A Supercharged Assistant
Peeyush Ranjan, a Google VP, and Duke Dukellis, a director of product, instructed the team in an email to “explore what a supercharged Assistant, powered by the latest LLM technology, would look like.” According to the two executives, they have “heard people’s strong desire for assistive, conversational technology that can improve their lives.”
Google’s jargon-filled internal communications are difficult to understand, but it sounds like many changes are taking place. The Google Assistant’s “Services and Surface teams” are being combined, and the mobile team will now “operate separately” from that group (it sounds like this is just client app work?). A new team leader has been appointed for the “NLP” (we assume “Natural Language Processing”); however, the “Speech” team “will continue supporting Assistant and other products.”
In the email, it is stated for the time being that “We remain deeply committed to Assistant and we are optimistic about its bright future ahead.” In Google’s domain of doublespeak, “deeply committed” is typically not where you want to be. After terminating researcher Timnit Gebru, Google AI lead Jeff Deen declared the firm was “deeply committed” to AI Ethics. However, today’s ethics team members claim they were excluded from high-priority releases like Google Bard. Recently, Google PR stated that the firm was “deeply committed to Waze’s unique brand” on the same day that the division lost its position as a separate corporation and was combined with Google Maps.

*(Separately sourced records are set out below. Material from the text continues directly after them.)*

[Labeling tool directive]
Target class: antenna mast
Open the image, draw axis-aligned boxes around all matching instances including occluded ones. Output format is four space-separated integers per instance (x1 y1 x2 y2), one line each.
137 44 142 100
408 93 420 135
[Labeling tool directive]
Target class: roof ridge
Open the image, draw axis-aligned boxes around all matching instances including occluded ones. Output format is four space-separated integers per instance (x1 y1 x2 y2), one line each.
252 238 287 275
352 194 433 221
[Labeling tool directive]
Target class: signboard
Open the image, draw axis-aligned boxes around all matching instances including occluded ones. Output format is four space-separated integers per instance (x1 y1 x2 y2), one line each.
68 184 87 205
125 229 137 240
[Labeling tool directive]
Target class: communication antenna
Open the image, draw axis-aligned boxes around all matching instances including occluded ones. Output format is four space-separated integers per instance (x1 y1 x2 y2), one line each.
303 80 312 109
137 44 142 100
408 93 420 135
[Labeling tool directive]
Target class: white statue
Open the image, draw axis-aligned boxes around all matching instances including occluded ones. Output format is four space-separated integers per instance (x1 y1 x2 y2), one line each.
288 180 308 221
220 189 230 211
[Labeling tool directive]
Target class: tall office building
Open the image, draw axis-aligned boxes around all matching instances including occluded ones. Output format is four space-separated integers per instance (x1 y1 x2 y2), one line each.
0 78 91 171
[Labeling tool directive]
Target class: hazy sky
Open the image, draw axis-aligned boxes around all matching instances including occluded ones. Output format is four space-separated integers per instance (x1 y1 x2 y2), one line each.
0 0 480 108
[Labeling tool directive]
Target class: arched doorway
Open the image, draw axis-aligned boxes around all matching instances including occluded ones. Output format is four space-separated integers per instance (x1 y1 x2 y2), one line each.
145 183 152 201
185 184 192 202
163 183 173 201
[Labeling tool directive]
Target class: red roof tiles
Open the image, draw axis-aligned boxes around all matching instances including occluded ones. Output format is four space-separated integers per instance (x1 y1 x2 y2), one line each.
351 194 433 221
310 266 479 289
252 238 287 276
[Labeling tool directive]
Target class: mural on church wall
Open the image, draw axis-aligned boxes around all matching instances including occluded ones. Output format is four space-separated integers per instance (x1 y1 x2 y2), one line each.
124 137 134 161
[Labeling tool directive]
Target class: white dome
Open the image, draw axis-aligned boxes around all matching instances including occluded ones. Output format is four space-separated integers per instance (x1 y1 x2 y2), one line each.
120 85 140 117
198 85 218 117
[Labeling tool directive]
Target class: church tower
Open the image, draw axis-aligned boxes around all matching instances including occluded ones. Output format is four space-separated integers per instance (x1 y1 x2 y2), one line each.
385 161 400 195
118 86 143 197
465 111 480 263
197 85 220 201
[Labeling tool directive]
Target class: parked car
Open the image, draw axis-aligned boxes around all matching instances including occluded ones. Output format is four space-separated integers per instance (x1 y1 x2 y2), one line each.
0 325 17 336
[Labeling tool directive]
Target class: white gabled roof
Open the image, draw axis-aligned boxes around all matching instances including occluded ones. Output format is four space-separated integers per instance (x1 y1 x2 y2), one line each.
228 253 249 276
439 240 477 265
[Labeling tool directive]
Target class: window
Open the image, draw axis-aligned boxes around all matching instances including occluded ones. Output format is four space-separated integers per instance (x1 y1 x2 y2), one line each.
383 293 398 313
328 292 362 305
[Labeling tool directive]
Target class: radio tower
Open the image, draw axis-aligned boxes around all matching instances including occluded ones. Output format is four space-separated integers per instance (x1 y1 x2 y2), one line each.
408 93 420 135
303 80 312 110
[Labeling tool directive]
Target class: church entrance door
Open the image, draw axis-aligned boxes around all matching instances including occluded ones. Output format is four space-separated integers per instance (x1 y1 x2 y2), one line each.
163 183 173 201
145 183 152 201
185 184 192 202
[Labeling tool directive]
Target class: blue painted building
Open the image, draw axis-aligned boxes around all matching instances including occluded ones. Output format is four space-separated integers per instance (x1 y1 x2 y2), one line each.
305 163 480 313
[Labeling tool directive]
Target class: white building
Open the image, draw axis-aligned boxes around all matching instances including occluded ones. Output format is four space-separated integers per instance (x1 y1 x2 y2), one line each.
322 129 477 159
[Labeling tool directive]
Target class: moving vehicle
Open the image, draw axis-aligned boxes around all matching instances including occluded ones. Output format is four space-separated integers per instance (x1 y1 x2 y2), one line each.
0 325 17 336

Up to this point, Google Assistant’s definition of being “deeply committed” has involved ceasing all hardware releases; the final Assistant gadget was introduced 2.5 years ago, in March 2021. Due to its resemblance to a Nest Hub, the Pixel Tablet certainly gives the impression that it was intended to be a Google Assistant smart display but was never released as a new product in that series. The Fuchsia OS team has been taking over the smart display software for Google Assistant, but according to 9to5Google, work on doing the same for speakers has come to an end. Additionally, Google allegedly informed staff members that it will “invest less” in the Google Assistant on non-Google products, such as automobiles. Whatever the Google Assistant tilt ultimately is, it appears to be a significant pivot.